The PopCult Bookshelf

It’s capsule reviews time because your PopCulteer is juggling paying work with ArtWalk today, and isn’t able to go into great detail about anything. That’s also why there was no PopCult Toybox yesterday. You can expect bonus toy posts over the weekend. It’s been a really busy time here in the land of PopCult.

Luckily, we have two cool reprint volumes to tell you about. We must also butt into to tell you that your faithful blogger can be heard Thursday evening at 9 PM as a guest on Mark Wolfe’s “The Real” on New Appalachian Radio. It’s a fun, rambling conversation.

T.H.U.N.D.E.R. Agents Volume 5
by Steve Skeates, Wally Wood, Steve Ditko, Dan Adkins et al.
IDW Publishing
ISBN-13: 978-1631401824
$29.99

51mM5m59x5LIDW is already up to Volume 5 in their reprinting of the classic, yet obscure, 1960s Superhero comic, T.H.U.N.D.E.R. Agents. This was a book that I loved as a kid. With top talent like Wally Wood, Steve Ditko, Dan Adkins and Gil Kane providing the art and scripts by Len Brown, Steve Skeates and others, T.H.U.N.D.E.R. Agents was a cool alternative to DC and Marvel. The unique packaging (each issue was giant-sized and sold for a quarter when other books were 12 cents) and irregular publishing schedule added to the mystique. The book spanned the 1960’s superhero boom, running from 1965 to 1969. It was an attempt by the paperback publisher, Tower, to break into comics.

I’ve written about T.H.U.N.D.E.R. Agents before here in PopCult. I told the story of how I was almost involved in a 1980s revival, and I was very enthusiastic about a DC Comics revival about five years ago. Since that time, DC has let their license of the characters pass on to IDW, who tried their own revival (currently on hiatus) and also their own reprints of the original comic books.

These reprints offer up a more affordable way to collect the series than DC’s Archive Editions from about ten years ago. And it’s also easier to read the softcover versions. This volume is going to be the next-to-last that collects the original comics. By this point in the run of the series (this volume collects three issues of T.H.U.N.D.E.R. Agents and one issue of Dynamo’s solo title), the stories were winding down, but they were still state-of-the-art for superhero comics in the late 60s.

These are fun comics with terrific art. So far the IDW volumes have simply followed the same model as DC’s Archive Editions, only without the text pieces. It remains to be seen if IDW will follow DC’s lead and explore the post-Tower Comics revivals in future volumes. Some of those comics have not been reprinted yet.

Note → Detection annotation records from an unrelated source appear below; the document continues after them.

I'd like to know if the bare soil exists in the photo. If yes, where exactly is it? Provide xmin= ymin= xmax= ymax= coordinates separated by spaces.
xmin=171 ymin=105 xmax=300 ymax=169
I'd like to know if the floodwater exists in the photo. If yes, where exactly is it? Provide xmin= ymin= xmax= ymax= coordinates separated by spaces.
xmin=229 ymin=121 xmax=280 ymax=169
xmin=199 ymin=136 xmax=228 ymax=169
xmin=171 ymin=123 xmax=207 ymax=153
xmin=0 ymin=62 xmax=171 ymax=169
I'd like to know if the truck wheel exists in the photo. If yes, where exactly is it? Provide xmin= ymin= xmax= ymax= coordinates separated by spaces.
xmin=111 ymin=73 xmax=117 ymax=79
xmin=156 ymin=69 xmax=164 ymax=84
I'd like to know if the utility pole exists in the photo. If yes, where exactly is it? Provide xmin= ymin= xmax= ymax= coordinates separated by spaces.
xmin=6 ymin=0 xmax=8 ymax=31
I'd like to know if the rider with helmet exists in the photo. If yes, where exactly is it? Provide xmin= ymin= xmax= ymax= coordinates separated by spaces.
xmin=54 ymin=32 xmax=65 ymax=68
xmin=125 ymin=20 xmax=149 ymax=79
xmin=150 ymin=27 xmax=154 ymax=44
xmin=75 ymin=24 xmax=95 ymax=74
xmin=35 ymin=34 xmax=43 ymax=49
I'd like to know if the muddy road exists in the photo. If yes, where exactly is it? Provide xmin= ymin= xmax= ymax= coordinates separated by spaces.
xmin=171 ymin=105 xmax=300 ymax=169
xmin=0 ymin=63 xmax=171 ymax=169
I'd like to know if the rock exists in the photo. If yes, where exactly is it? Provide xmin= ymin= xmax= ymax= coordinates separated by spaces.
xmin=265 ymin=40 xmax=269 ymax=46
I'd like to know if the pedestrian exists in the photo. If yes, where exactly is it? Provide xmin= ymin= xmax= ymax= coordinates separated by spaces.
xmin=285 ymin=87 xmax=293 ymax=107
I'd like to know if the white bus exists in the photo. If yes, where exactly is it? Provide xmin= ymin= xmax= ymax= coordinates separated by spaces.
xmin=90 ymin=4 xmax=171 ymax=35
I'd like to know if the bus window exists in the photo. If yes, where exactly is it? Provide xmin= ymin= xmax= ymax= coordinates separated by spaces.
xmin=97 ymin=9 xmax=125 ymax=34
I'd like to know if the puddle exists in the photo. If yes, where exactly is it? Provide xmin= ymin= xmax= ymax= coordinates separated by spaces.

T.H.U.N.D.E.R. Agents was a great comic book of its time, and it’s good to see that it’s being kept in print.

Star Trek: Gold Key Archives Volume Three
written by Len Wein and Arnold Drake
art by Alberto Giolotti
IDW Publishing
ISBN-13: 978-1631402319
$29.99

51iAIBs0KyLIt’s time for another hardcover collection of Gold Key’s Star Trek comic. This volume collects stories originally published in 1972 and 1973, and by this point the continuity quirks of the early issues had largely disappeared.

However, one quirk persisted. In four of the six issues collected in this book (which uses the original color schemes) all of the crew of the Enterprise wear green shirts, except for Mr. Spock, who retains his blue shirt. I can only assume that this was done to expediate the coloring process so that whoever colored the book didn’t have to try and remember who wore what colored shirt from panel to panel. Spock was the breakout character, so they kept his shirt recognizable.

I would also guess that after sixteen issues of this, Paramount told them to color the uniforms correctly, because they switch to normal with no explanation in issue #17.

The stories in this volume are pretty solid, and the art and layouts are great. Wein, by this point, was becoming a wunderkind in the business following his creation of Swamp Thing with Bernie Wrightson, and he eventually moved on to DC and Marvel full-time. Arnold Drake, a veteran comic book author (and creator of The Doom Patrol) took over and maintained a high level of storytelling. This volume reprints issues 13 through 18 of the original run of the comic book.

This is the first time that these stories have been collected in hardcover, and with IDW being in robust shape financially, it might be the first time that the entire run of Gold Key’s Star Trek comics is collected in print. It’s required reading for any longtime Trekkers.